Abstract

Objective:To determine whether selected features of the built environment can predict weight gain in a large longitudinal cohort of adults.Methods:Weight trajectories over a 5-year period were obtained from electronic health records for 115,260 insured patients aged 18–64 years in the Kaiser Permanente Washington health care system. Home addresses were geocoded using ArcGIS. Built environment variables were population, residential unit, and road intersection densities captured using Euclidean-based SmartMaps at 800-meter buffers. Counts of area supermarkets and fast food restaurants were obtained using network-based SmartMaps at 1,600, and 5,000-meter buffers. Property values were a measure of socioeconomic status.

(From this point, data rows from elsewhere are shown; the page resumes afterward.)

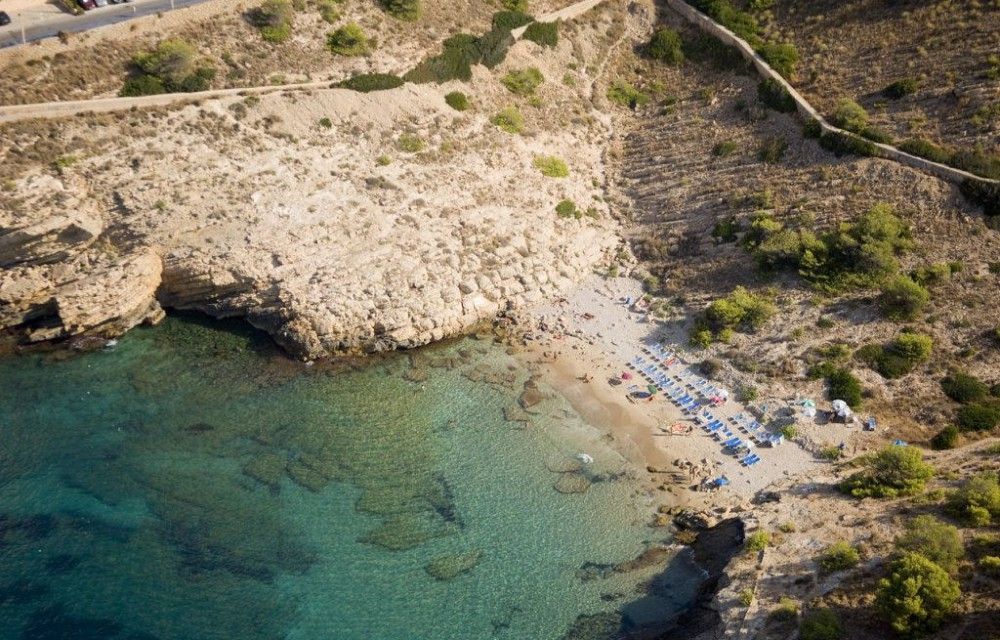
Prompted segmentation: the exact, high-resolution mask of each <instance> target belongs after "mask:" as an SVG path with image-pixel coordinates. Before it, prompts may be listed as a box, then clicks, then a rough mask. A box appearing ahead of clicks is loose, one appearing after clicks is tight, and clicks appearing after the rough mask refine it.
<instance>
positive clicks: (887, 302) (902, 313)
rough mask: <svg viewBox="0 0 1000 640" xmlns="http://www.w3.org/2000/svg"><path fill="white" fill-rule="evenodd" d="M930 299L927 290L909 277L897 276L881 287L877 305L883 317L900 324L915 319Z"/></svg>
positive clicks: (929, 300) (930, 296) (888, 281)
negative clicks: (900, 321) (907, 320)
mask: <svg viewBox="0 0 1000 640" xmlns="http://www.w3.org/2000/svg"><path fill="white" fill-rule="evenodd" d="M930 299H931V294H930V292H929V291H927V289H925V288H924V287H922V286H920V285H919V284H917V283H916V282H914V281H913V279H911V278H910V277H909V276H905V275H899V276H896V277H895V278H893V279H892V280H889V281H888V282H886V283H885V284H884V285H882V291H881V294H880V295H879V300H878V304H879V307H880V308H881V309H882V314H883V315H884V316H885V317H887V318H889V319H890V320H895V321H896V322H900V321H904V320H914V319H916V317H917V315H918V314H919V313H920V311H921V310H923V308H924V307H925V306H926V305H927V303H928V302H929V301H930Z"/></svg>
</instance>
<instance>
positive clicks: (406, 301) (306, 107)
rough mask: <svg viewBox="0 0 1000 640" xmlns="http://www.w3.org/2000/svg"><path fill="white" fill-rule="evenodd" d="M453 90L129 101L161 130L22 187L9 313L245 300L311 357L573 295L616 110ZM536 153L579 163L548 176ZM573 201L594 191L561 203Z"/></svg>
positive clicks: (452, 333)
mask: <svg viewBox="0 0 1000 640" xmlns="http://www.w3.org/2000/svg"><path fill="white" fill-rule="evenodd" d="M532 46H533V45H532ZM514 57H515V58H516V54H515V56H514ZM483 73H484V74H485V73H486V72H485V70H484V71H483ZM476 82H479V83H482V84H484V85H486V86H483V87H481V88H480V89H479V91H480V92H481V94H482V95H489V93H490V92H491V91H493V92H495V91H496V90H497V89H496V83H495V80H494V79H493V78H492V77H491V76H488V75H485V76H484V77H481V78H477V79H474V81H473V84H475V83H476ZM441 96H442V94H441V92H440V90H438V89H436V88H431V87H414V86H409V85H407V86H404V87H402V88H400V89H398V90H395V91H392V92H381V93H380V94H378V95H377V96H376V95H375V94H358V93H354V92H350V91H343V90H324V91H317V92H316V93H314V94H312V95H298V96H296V98H295V100H288V99H286V97H284V96H281V95H273V96H265V97H262V98H261V100H260V102H259V103H253V104H250V106H249V107H248V106H247V103H244V101H243V100H242V99H241V98H232V99H229V100H220V101H216V102H211V103H207V104H204V105H201V106H190V107H186V108H183V109H180V110H178V111H174V112H170V113H150V114H141V113H140V114H135V115H132V116H130V117H131V118H134V119H135V121H134V122H130V123H128V124H129V126H130V127H132V129H133V130H141V128H142V127H144V126H145V127H148V126H151V127H155V129H156V131H155V140H156V142H155V146H153V145H152V143H150V142H149V141H148V140H146V139H144V138H143V137H142V136H138V135H135V136H120V137H116V138H114V140H113V142H112V143H111V144H110V145H109V147H108V148H107V150H106V151H105V152H104V153H102V154H98V155H96V156H94V157H91V158H88V159H86V160H83V161H81V162H82V163H84V164H86V168H85V169H80V170H77V169H76V168H75V167H74V170H73V171H68V172H65V173H67V174H69V176H67V175H59V176H53V175H49V174H46V173H36V174H34V175H32V176H29V177H27V178H25V179H22V180H21V181H20V182H19V184H18V185H17V187H18V188H17V190H16V195H15V197H14V198H12V199H10V200H9V202H10V204H11V206H10V211H11V213H10V214H7V215H5V217H4V218H3V219H2V220H0V264H3V265H4V271H3V272H2V274H0V329H13V330H14V331H16V332H17V334H18V335H19V336H20V337H22V338H23V339H24V340H27V341H37V340H51V339H60V338H66V337H69V336H74V335H89V334H95V335H101V336H106V337H110V336H114V335H118V334H120V333H122V332H124V331H127V330H128V329H129V328H131V327H133V326H135V325H136V324H138V323H141V322H155V321H157V320H158V319H159V318H160V317H162V314H163V311H162V308H161V306H162V307H167V308H179V309H196V310H201V311H204V312H206V313H208V314H211V315H214V316H217V317H225V316H240V317H245V318H246V319H247V320H248V321H249V322H251V323H252V324H254V325H255V326H258V327H260V328H262V329H264V330H266V331H268V332H269V333H270V334H271V335H272V336H274V338H275V339H276V340H277V341H278V342H279V343H280V344H282V345H283V346H284V347H286V348H287V349H288V350H289V351H290V352H291V353H292V354H294V355H296V356H298V357H301V358H309V359H312V358H319V357H324V356H328V355H331V354H334V353H338V352H344V351H355V352H356V351H380V350H386V349H393V348H399V347H404V348H405V347H415V346H419V345H422V344H426V343H429V342H432V341H436V340H440V339H441V338H444V337H446V336H449V335H454V334H458V333H461V332H463V331H465V330H467V329H469V328H470V327H472V326H474V325H476V324H478V323H480V322H481V321H483V320H484V319H489V318H492V317H494V316H495V315H496V314H497V313H498V312H500V311H503V310H504V309H506V308H508V307H510V306H515V307H516V306H519V305H522V304H525V303H527V302H531V301H535V300H538V299H540V298H542V297H545V296H553V295H558V294H559V293H560V292H561V291H565V290H567V289H568V288H570V287H571V286H572V285H573V284H574V283H575V282H576V281H578V280H580V279H581V278H582V277H583V276H584V275H585V274H587V273H588V272H590V271H591V270H592V269H593V268H594V266H595V265H596V264H597V263H599V262H600V261H601V260H603V259H604V258H605V257H606V256H607V255H609V253H610V252H611V251H613V250H614V248H615V246H616V245H617V242H618V239H617V236H616V234H615V224H614V223H613V221H612V220H611V219H610V215H609V213H608V208H607V205H606V204H604V203H603V201H602V200H601V199H600V197H599V196H600V191H599V189H598V187H597V186H596V185H597V184H600V183H601V182H602V178H603V174H604V169H603V165H602V159H601V145H602V144H603V140H604V139H605V138H606V136H607V134H608V131H607V130H606V129H605V128H604V127H605V125H602V124H600V123H597V122H592V123H588V124H587V126H580V127H579V128H577V129H574V130H572V131H570V132H568V133H567V132H566V131H560V132H558V134H552V135H550V134H547V133H545V132H544V131H541V130H539V131H534V132H531V131H529V132H527V133H528V135H526V136H512V135H510V134H507V133H503V132H501V131H499V130H498V129H496V128H495V127H494V126H493V125H491V124H490V123H489V121H488V119H487V118H486V117H485V116H484V115H482V114H480V115H469V114H460V113H458V112H455V111H453V110H451V109H450V108H448V107H447V106H446V105H445V104H444V101H443V99H442V97H441ZM248 112H249V113H248ZM326 118H329V120H330V121H331V126H330V127H326V126H325V125H324V126H323V127H318V126H317V124H316V123H317V121H319V120H320V119H324V121H325V119H326ZM63 126H65V127H67V128H68V129H69V131H68V132H67V134H72V133H73V127H74V126H78V125H74V124H72V123H69V124H64V125H63ZM107 126H108V127H113V126H116V125H107ZM90 135H93V134H92V133H91V134H90ZM403 135H406V136H409V137H410V138H411V140H412V139H416V140H419V141H420V144H419V145H411V146H419V147H420V150H418V151H413V149H412V148H408V147H407V145H405V144H402V143H401V141H400V140H401V136H403ZM539 154H546V155H557V156H559V157H561V158H563V159H565V160H566V162H567V163H568V164H569V166H570V167H571V175H570V177H569V178H563V179H552V178H546V177H544V176H542V175H541V174H540V172H538V171H537V170H536V169H535V168H533V167H532V161H533V158H534V157H535V156H536V155H539ZM74 171H79V173H77V174H76V175H81V174H82V175H86V176H87V179H86V181H84V180H83V179H81V178H75V179H74V178H72V177H70V176H72V175H73V174H74ZM564 198H569V199H572V200H574V201H575V202H577V203H579V205H581V209H582V208H583V207H584V206H589V205H591V204H592V203H594V205H593V206H592V207H590V211H589V215H587V216H577V217H576V218H573V217H570V218H561V217H559V216H557V215H556V213H555V204H556V203H558V202H559V201H560V200H562V199H564Z"/></svg>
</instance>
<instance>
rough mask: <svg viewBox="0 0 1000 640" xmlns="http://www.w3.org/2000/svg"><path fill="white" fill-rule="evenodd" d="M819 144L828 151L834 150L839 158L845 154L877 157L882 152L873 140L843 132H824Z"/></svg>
mask: <svg viewBox="0 0 1000 640" xmlns="http://www.w3.org/2000/svg"><path fill="white" fill-rule="evenodd" d="M819 144H820V146H821V147H823V148H824V149H826V150H827V151H831V152H833V154H834V155H836V156H837V157H838V158H839V157H840V156H843V155H856V156H864V157H867V158H877V157H879V156H880V155H881V153H882V152H881V151H879V148H878V147H876V146H875V145H874V144H872V142H871V141H869V140H864V139H863V138H858V137H855V136H852V135H848V134H845V133H841V132H832V133H824V134H822V135H821V136H820V138H819Z"/></svg>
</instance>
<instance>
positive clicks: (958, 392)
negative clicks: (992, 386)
mask: <svg viewBox="0 0 1000 640" xmlns="http://www.w3.org/2000/svg"><path fill="white" fill-rule="evenodd" d="M941 390H942V391H944V393H945V395H947V396H948V397H949V398H951V399H952V400H954V401H955V402H962V403H966V402H975V401H977V400H982V399H983V398H985V397H986V396H987V395H989V393H990V388H989V387H988V386H986V383H984V382H982V381H981V380H980V379H979V378H977V377H975V376H970V375H969V374H967V373H964V372H962V371H953V372H952V373H950V374H948V375H947V376H946V377H945V378H944V379H943V380H941Z"/></svg>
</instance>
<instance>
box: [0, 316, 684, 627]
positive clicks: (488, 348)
mask: <svg viewBox="0 0 1000 640" xmlns="http://www.w3.org/2000/svg"><path fill="white" fill-rule="evenodd" d="M527 378H528V374H527V372H525V371H523V370H521V369H520V368H518V366H517V365H516V363H515V362H514V361H513V360H512V359H510V358H509V357H508V356H507V355H505V354H504V352H503V351H502V350H501V349H500V348H498V347H496V346H493V345H490V344H488V343H486V342H482V341H475V340H465V341H461V342H458V343H455V344H451V345H447V346H439V347H434V348H431V349H427V350H423V351H420V352H418V353H414V354H407V355H396V356H392V357H389V358H386V359H383V360H379V361H375V362H370V363H366V364H364V365H363V366H360V365H359V366H354V367H347V366H341V367H338V368H333V367H321V366H317V367H305V366H303V365H300V364H297V363H293V362H290V361H288V360H287V359H286V358H284V357H283V356H282V355H281V354H280V353H279V352H278V351H277V350H276V349H275V348H274V347H272V346H271V344H270V342H269V341H268V340H267V339H266V337H262V336H261V335H260V334H257V333H255V332H253V331H250V330H247V329H245V328H243V327H242V326H239V325H237V326H226V325H224V324H220V323H209V322H205V321H200V320H198V319H194V318H176V317H173V318H168V319H167V320H166V321H165V322H164V323H163V324H162V325H161V326H159V327H156V328H142V329H137V330H135V331H133V332H132V333H130V334H129V335H127V336H126V337H125V338H123V339H122V340H121V341H120V343H119V344H118V345H117V346H116V347H115V348H114V349H112V350H105V351H99V352H94V353H86V354H73V355H69V354H67V353H66V352H53V353H44V354H40V353H36V354H30V355H21V356H16V357H7V358H3V359H0V394H2V395H0V620H2V624H0V639H3V640H6V639H14V638H26V639H27V638H86V639H91V638H93V639H97V638H109V639H126V638H129V639H132V640H140V639H144V640H148V639H153V638H158V639H161V640H168V639H171V640H173V639H177V640H188V639H216V638H239V639H243V640H254V639H258V638H259V639H262V640H263V639H268V640H270V639H277V638H287V639H289V640H319V639H337V640H339V639H344V640H362V639H365V640H404V639H406V640H408V639H425V640H445V639H456V640H457V639H463V640H478V639H489V638H510V639H517V640H521V639H531V640H547V639H553V640H554V639H558V638H564V637H566V638H569V637H574V638H582V637H587V638H613V637H619V635H620V631H621V630H622V629H627V628H630V627H633V626H635V625H638V624H643V623H648V622H651V621H654V620H656V619H658V618H662V617H667V616H669V615H670V614H671V613H675V612H677V611H678V610H680V609H682V608H683V607H684V606H686V605H687V604H688V603H689V602H690V601H691V600H692V598H693V590H694V589H695V586H696V583H697V581H698V579H699V577H700V574H699V571H698V570H697V569H696V568H695V567H692V566H690V565H689V564H688V563H686V562H685V561H684V560H683V558H676V559H674V560H673V561H672V562H671V563H670V567H671V568H670V569H669V572H668V574H667V575H665V576H664V575H658V574H661V572H662V571H663V570H664V566H663V565H662V564H659V565H657V566H654V567H649V568H645V569H640V570H637V571H630V572H618V573H616V572H611V571H608V570H607V567H608V566H609V565H613V564H616V563H620V562H623V561H627V560H630V559H632V558H634V557H636V556H637V555H638V554H639V553H641V552H642V551H643V550H644V549H646V548H647V547H648V546H649V545H651V544H656V543H661V542H663V541H664V539H665V537H666V534H665V532H664V531H663V530H661V529H650V528H648V527H647V526H646V525H645V524H644V521H645V520H646V519H647V518H648V517H649V513H650V508H649V504H647V500H648V499H647V498H646V497H645V496H644V494H643V493H642V492H641V491H640V490H639V487H638V484H637V482H636V480H635V479H634V478H635V476H634V473H633V472H632V470H631V468H630V467H629V464H628V463H627V462H626V461H625V460H623V459H622V458H621V457H620V456H619V455H618V454H617V453H615V451H613V450H612V449H611V448H609V447H608V446H607V445H606V443H605V441H604V440H603V438H602V434H601V433H599V432H598V431H596V430H595V429H593V428H592V427H590V426H589V425H587V424H586V423H585V422H584V421H583V420H582V419H581V418H580V417H579V416H577V415H575V414H574V413H573V412H572V410H571V408H570V407H569V405H568V404H567V403H566V402H565V401H563V400H562V399H561V398H559V397H558V395H556V394H553V393H550V392H549V391H548V390H546V389H545V388H544V387H542V391H543V392H546V394H547V395H548V396H550V397H548V399H546V400H545V401H543V402H542V403H541V404H540V405H538V406H537V407H536V408H535V409H536V413H534V414H533V415H532V416H531V418H530V421H528V422H527V423H525V422H517V421H510V420H508V419H506V418H505V413H504V410H505V409H507V411H508V416H507V417H520V418H523V417H524V416H523V415H521V416H517V415H514V414H515V413H516V412H515V411H514V410H512V407H515V406H516V400H517V397H518V394H519V393H520V391H521V390H522V385H523V383H524V381H525V380H526V379H527ZM581 451H584V452H587V453H589V454H590V455H591V456H593V457H594V462H593V464H591V465H587V466H585V467H583V468H582V469H577V467H578V466H579V465H577V464H575V462H574V456H575V454H576V453H578V452H581ZM557 483H559V485H560V486H561V487H563V488H564V489H566V488H576V489H580V488H586V490H585V491H584V492H583V493H563V492H559V491H557V490H556V489H555V488H554V486H555V485H556V484H557ZM463 569H464V571H462V570H463ZM432 573H433V574H435V575H432ZM654 577H655V578H657V579H656V580H655V581H654V584H658V585H659V588H658V589H656V590H655V593H652V594H650V593H647V592H646V590H645V589H644V588H643V585H644V584H646V583H648V581H649V580H650V579H652V578H654ZM664 585H667V586H664ZM623 612H624V615H623Z"/></svg>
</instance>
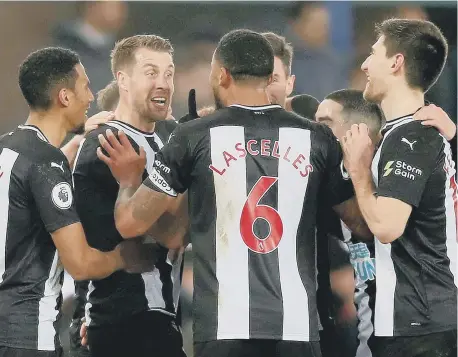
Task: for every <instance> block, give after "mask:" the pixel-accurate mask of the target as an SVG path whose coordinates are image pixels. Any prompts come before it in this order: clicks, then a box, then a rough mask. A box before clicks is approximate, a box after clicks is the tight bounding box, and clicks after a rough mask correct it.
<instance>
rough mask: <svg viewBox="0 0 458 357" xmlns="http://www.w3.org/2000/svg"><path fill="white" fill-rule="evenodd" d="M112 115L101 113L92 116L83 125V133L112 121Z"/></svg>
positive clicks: (86, 133)
mask: <svg viewBox="0 0 458 357" xmlns="http://www.w3.org/2000/svg"><path fill="white" fill-rule="evenodd" d="M114 116H115V115H114V113H113V112H108V111H102V112H99V113H97V114H94V115H93V116H92V117H90V118H89V119H88V120H86V123H85V124H84V133H85V134H87V133H89V132H90V131H92V130H94V129H97V128H98V127H99V125H101V124H104V123H106V122H107V121H109V120H112V119H114Z"/></svg>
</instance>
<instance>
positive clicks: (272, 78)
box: [267, 74, 274, 86]
mask: <svg viewBox="0 0 458 357" xmlns="http://www.w3.org/2000/svg"><path fill="white" fill-rule="evenodd" d="M273 80H274V76H273V74H271V75H270V76H269V78H268V79H267V86H270V85H271V84H272V82H273Z"/></svg>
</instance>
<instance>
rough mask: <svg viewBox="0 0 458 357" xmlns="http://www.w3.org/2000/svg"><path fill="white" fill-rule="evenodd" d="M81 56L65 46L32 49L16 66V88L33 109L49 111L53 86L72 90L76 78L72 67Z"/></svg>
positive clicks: (51, 100)
mask: <svg viewBox="0 0 458 357" xmlns="http://www.w3.org/2000/svg"><path fill="white" fill-rule="evenodd" d="M78 63H80V58H79V56H78V55H77V54H76V52H73V51H71V50H69V49H66V48H61V47H48V48H43V49H41V50H38V51H35V52H32V53H31V54H29V55H28V56H27V58H26V59H25V60H24V62H22V64H21V66H20V67H19V87H20V88H21V91H22V95H23V96H24V98H25V100H26V101H27V104H28V105H29V107H30V108H31V109H34V110H37V109H39V110H48V109H49V108H50V107H51V105H52V98H51V94H52V93H51V92H52V91H53V90H54V89H55V88H56V86H62V87H67V88H71V89H73V88H74V87H75V82H76V78H77V72H76V70H75V66H76V65H77V64H78Z"/></svg>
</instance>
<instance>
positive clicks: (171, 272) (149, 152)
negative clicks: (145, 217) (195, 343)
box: [75, 121, 183, 325]
mask: <svg viewBox="0 0 458 357" xmlns="http://www.w3.org/2000/svg"><path fill="white" fill-rule="evenodd" d="M106 125H108V126H111V127H113V128H115V129H117V130H121V131H123V132H124V133H125V134H126V135H128V136H129V137H130V138H131V139H133V140H134V141H135V142H136V143H137V144H138V145H139V146H142V147H143V149H144V150H145V152H146V171H147V172H148V174H150V173H151V170H152V168H153V164H154V159H155V156H156V153H155V152H154V150H153V149H152V148H151V146H150V144H149V143H148V141H147V140H146V137H152V138H154V141H155V143H156V144H157V145H158V148H159V149H161V148H162V147H163V146H164V143H163V142H162V140H161V139H160V138H159V136H158V135H157V134H156V133H152V134H145V133H141V132H140V131H137V130H135V129H134V128H131V127H129V126H128V125H124V124H123V123H119V122H112V121H109V122H107V123H106ZM82 146H83V142H82V143H81V144H80V148H79V149H78V152H77V156H76V159H75V167H76V162H77V160H78V156H79V153H80V151H81V148H82ZM169 254H173V252H171V253H169ZM182 258H183V255H182V254H179V256H178V258H177V259H176V260H175V261H174V262H173V263H172V262H171V261H170V260H169V259H167V263H168V264H169V265H171V267H172V272H171V278H172V283H173V302H174V306H175V311H176V310H177V308H178V301H179V297H180V288H181V279H180V275H181V274H180V273H181V262H182ZM141 276H142V279H143V282H144V284H145V298H146V300H147V302H148V309H149V310H158V311H160V312H162V313H164V314H166V315H174V314H171V313H170V312H167V311H165V310H164V309H165V307H166V306H165V301H164V298H163V296H162V281H161V278H160V272H159V270H158V269H154V270H153V271H152V272H147V273H143V274H141ZM93 291H94V285H93V284H92V282H90V283H89V290H88V295H87V298H88V300H89V296H90V295H91V293H92V292H93ZM91 307H92V304H91V303H89V302H88V303H87V304H86V309H85V310H86V319H87V324H88V325H89V324H90V308H91Z"/></svg>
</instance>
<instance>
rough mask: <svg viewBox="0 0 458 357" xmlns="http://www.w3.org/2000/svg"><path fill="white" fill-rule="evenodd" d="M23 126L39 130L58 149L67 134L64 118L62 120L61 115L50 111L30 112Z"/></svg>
mask: <svg viewBox="0 0 458 357" xmlns="http://www.w3.org/2000/svg"><path fill="white" fill-rule="evenodd" d="M25 124H26V125H33V126H36V127H37V128H38V129H40V130H41V132H42V133H43V135H44V136H45V137H46V139H48V141H49V142H50V144H51V145H53V146H55V147H60V145H61V144H62V142H63V141H64V139H65V136H66V135H67V134H68V128H67V125H66V121H65V118H63V117H62V115H59V114H58V113H53V112H51V111H50V112H35V111H32V112H30V113H29V116H28V118H27V121H26V122H25Z"/></svg>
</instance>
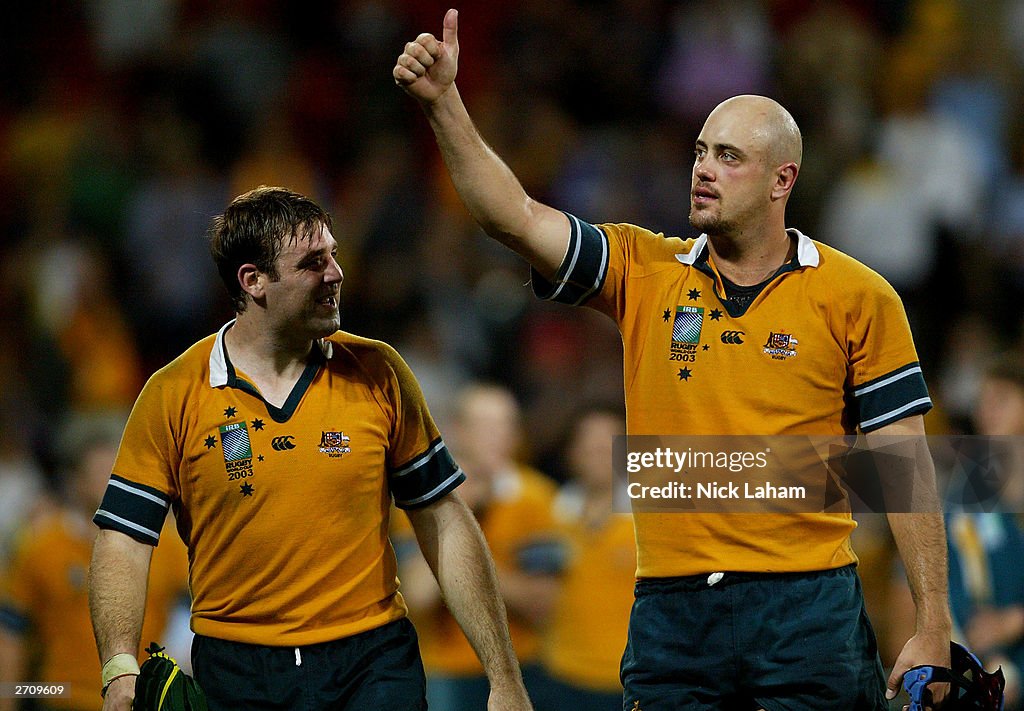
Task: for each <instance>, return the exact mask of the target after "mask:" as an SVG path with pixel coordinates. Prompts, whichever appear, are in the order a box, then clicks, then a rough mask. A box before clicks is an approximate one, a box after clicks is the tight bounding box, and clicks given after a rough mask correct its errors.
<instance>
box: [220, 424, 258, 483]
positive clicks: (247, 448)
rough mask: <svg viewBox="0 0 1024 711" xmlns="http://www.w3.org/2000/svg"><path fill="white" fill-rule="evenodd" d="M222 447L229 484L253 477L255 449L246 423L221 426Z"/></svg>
mask: <svg viewBox="0 0 1024 711" xmlns="http://www.w3.org/2000/svg"><path fill="white" fill-rule="evenodd" d="M220 446H221V448H222V449H223V452H224V468H225V469H226V470H227V480H228V482H233V480H236V479H240V478H246V477H248V476H252V473H253V448H252V444H251V443H250V442H249V429H248V428H247V427H246V423H245V422H234V423H231V424H223V425H220Z"/></svg>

Linear mixed effects models tested whether built environment variables at baseline were associated with long-term weight gain, adjusting for sex, age, race/ethnicity, Medicaid insurance, body weight, and residential property values.Results:Built environment variables at baseline were associated with differences in baseline obesity prevalence and body mass index but had limited impact on weight trajectories. Mean weight gain for the full cohort was 0.06 kilograms at 1 year (95% CI: 0.03, 0.10); 0.64 kilograms at 3 years (95% CI: 0.59, 0.68), and 0.95 kilograms at 5 years (95% CI: 0.90, 1.00). In adjusted regression models, the top tertile of density metrics and frequency counts were associated with lower weight gain at 5 years follow-up compared to the bottom tertiles, though the mean differences in weight change for each follow-up year (1, 3, and 5) did not exceed 0.5 kilograms.Conclusion:Built environment variables that were associated with higher obesity prevalence at baseline had limited independent obesogenic power with respect to weight gain over time. Residential unit density had the strongest negative association with weight gain. Future work on the influence of built environment variables on health should also examine social context, including residential segregation and residential mobility.